How much do we know about the cardboard collectors we see on the street, pushing along loaded trolleys, backs hunched? Recently Minister of Social and Family Development (MSF) Tan Chuan-jin accompanied a group of students to meet box collectors at Jalan Besar. Yet his findings has raised eyebrows among other volunteers.

Reading his post reminded me of a cardboard collector I’d met last year. It was raining when we met her, and she wasn’t going to get very far walking alone pushing her trolley in that downpour, so she agreed to sit down with us at a coffeeshop for a chat.

She’d earned just a couple of dollars that day. She said she wasn’t one of the regular ones because she couldn’t go around collecting cardboard all the time; her husband was sick and needed to be taken to the hospital, and couldn’t be left alone too long when they were at home. His trips to the hospital had become more and more frequent, but it was being deducted from Medisave, she said. Then she dropped the bomb: the last time he’d been to hospital, they’d been told that he had less than $20 left in his Medisave account.
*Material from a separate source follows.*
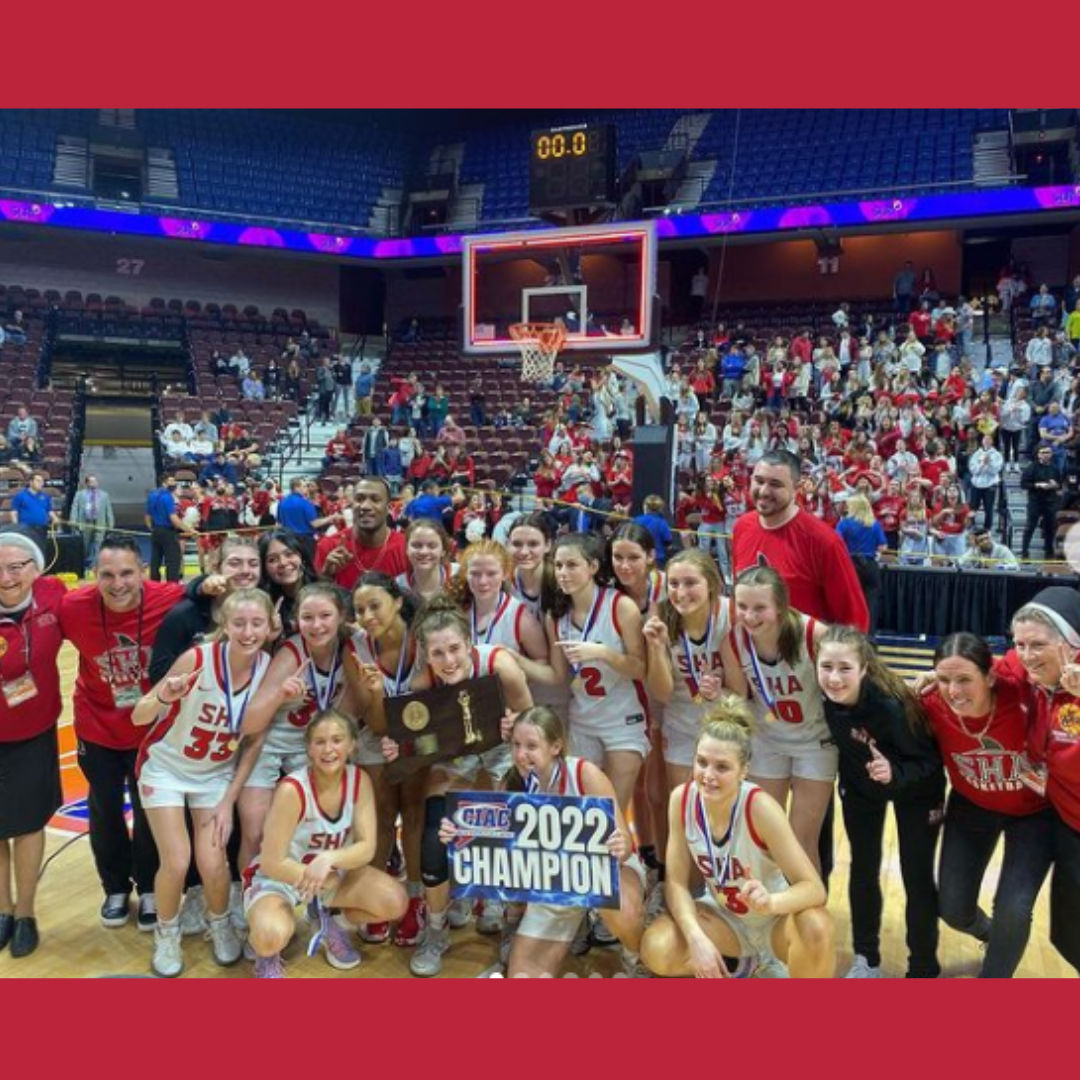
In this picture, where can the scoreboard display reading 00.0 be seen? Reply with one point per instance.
(571, 166)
The social worker at the hospital had offered to help them apply for financial assistance to pay for future medical bills, but her husband had refused. We made the offer again to her at the coffeeshop that rainy afternoon, but the little old lady hunched over the table was stubborn and resolute. “My husband doesn’t like this sort of thing,” she said. “If you apply they will go through all your private things and ask you so many questions.”

She left us to hurry home the minute the rain ceased, leaving us worried but with no way to contact her. She had a phone number at home but didn’t want to give it to us; she said she didn’t want to inconvenience us, but she probably meant that she would prefer privacy to help from volunteers she barely knew. “It’s okay, we can manage,” she said as she pushed her little trolley home.

It’s okay.

“The normal perception that all cardboard collectors are people who are unable to take care of themselves financially is not really true,” wrote Tan on his Facebook page. “There will be some who do this as their main source of income. Some do so to supplement what they have. Some prefer to earn extra monies, treat it as a form of exercise and activity rather than being cooped up at home. They do this to remain independent, so that they can have dignity and not have to ask their families for help.”

There are terms and standards that we need to be mindful of when we speak to people – very often our different life experiences give us very different concepts of what things mean. “Okay”, compared to what? “Prefer”, but what are they preferring this to?

It’s like when we ask migrant workers if they are “satisfied” with their time in Singapore. To us, satisfaction probably means a steady income, comfortable lodgings, an occasional Koi bubble tea or llaollao yoghurt.

But a worker from India once told me that he was “satisfied” even though he earned only $450 a month, with $50 of (totally illegal) “savings” deduction, worked long hours with compulsory overtime and only had one day off a year. But he was satisfied because at least he was getting $350 to send home to his family (saving $50 for himself for a whole month) – it was better than being back in his village with little to no work at all.

Yes, I’m satisfied. It’s okay. This is good exercise for me, better than staying at home.

It’s important to be able to make the distinction between people actually being treated with dignity, and people trying to maintain their dignity while in a bad situation.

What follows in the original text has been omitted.